Brute force solution is to compare 2 pointers until i gets to end of str. This is not time efficient especially when str is long. So we need to preprocess w/ data structures such as matrix or hashmap.

Matrix

Go from back to front, nextpos[i][j] is the next position of char j after str[i]. If str[i]==j, then nextpos[i][j] = i.

Complexity

time: $O(\max(n, m))$
space: $O(n)$

def findWords(self, str, dict):
    if not str or not dict:
        return []
    n, res = len(str), []
    nextpos = [[n for _ in range(26)] for _ in range(n+1)]
    # preprocessing
    for i in reversed(range(n)):
        for j in range(26):
            nextpos[i][j] = nextpos[i+1][j]
            if ord(str[i]) - ord('a') == j:
                nextpos[i][j] = i
    # `nextpos` can also be dict
    # nextpos = {}
    # for i in range(n):
    #     nextpos.setdefault(str[i], []).append(i)

    # 2 pointers comparision
    for word in dict:
        # i points in str, j points in dict
        i, j, m = 0, 0, len(word)
        while i < n and j < m:
            i = nextpos[i][ord(word[j]) - ord('a')]
            if i == n: # word not found in str
                break
            i += 1
            j += 1
        if j == m:
            res.append(word)
    return res

Finite Automaton

index records the matched position of words in dict. Search across str, if index[j] is at least as long as length of current word, then word is already matched. Else if char str[i] is equal to next char of word j, increment index[j] by 1.

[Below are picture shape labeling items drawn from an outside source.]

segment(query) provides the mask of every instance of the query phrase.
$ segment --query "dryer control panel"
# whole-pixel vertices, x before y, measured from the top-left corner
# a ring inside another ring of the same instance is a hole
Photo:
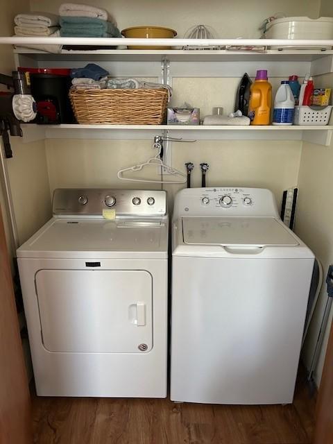
[[[190,188],[176,195],[173,219],[181,216],[279,217],[272,192],[262,188]]]
[[[54,190],[53,215],[101,216],[103,210],[115,217],[153,217],[166,214],[166,192],[162,190],[108,188],[58,188]]]

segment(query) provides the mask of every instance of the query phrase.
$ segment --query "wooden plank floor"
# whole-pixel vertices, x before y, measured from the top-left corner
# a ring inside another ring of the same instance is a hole
[[[35,444],[309,444],[315,400],[304,376],[287,406],[33,395]]]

Note that we can't just append word to res as soon as index[j] >= len(dict[j]), as the problem requires res to be in dictionary order.

Complexity

time: $O(nm)$
space: $O(n)$

def findWords(self, str, dict):
    n = len(dict)
    index = [0 for _ in range(n)]
    for i in range(len(str)):
        for j in range(n):
            # finished matching already
            if index[j] >= len(dict[j]):
                continue
            # if index[j]-th char in j-th word in `dict` matches w/ `str[i]`
            # then move index[j] to the right by 1
            if dict[j][index[j]] == str[i]:
                index[j] += 1
    res = []
    for j in range(n):
        if index[j] >= len(dict[j]):
            res.append(dict[j])
    return res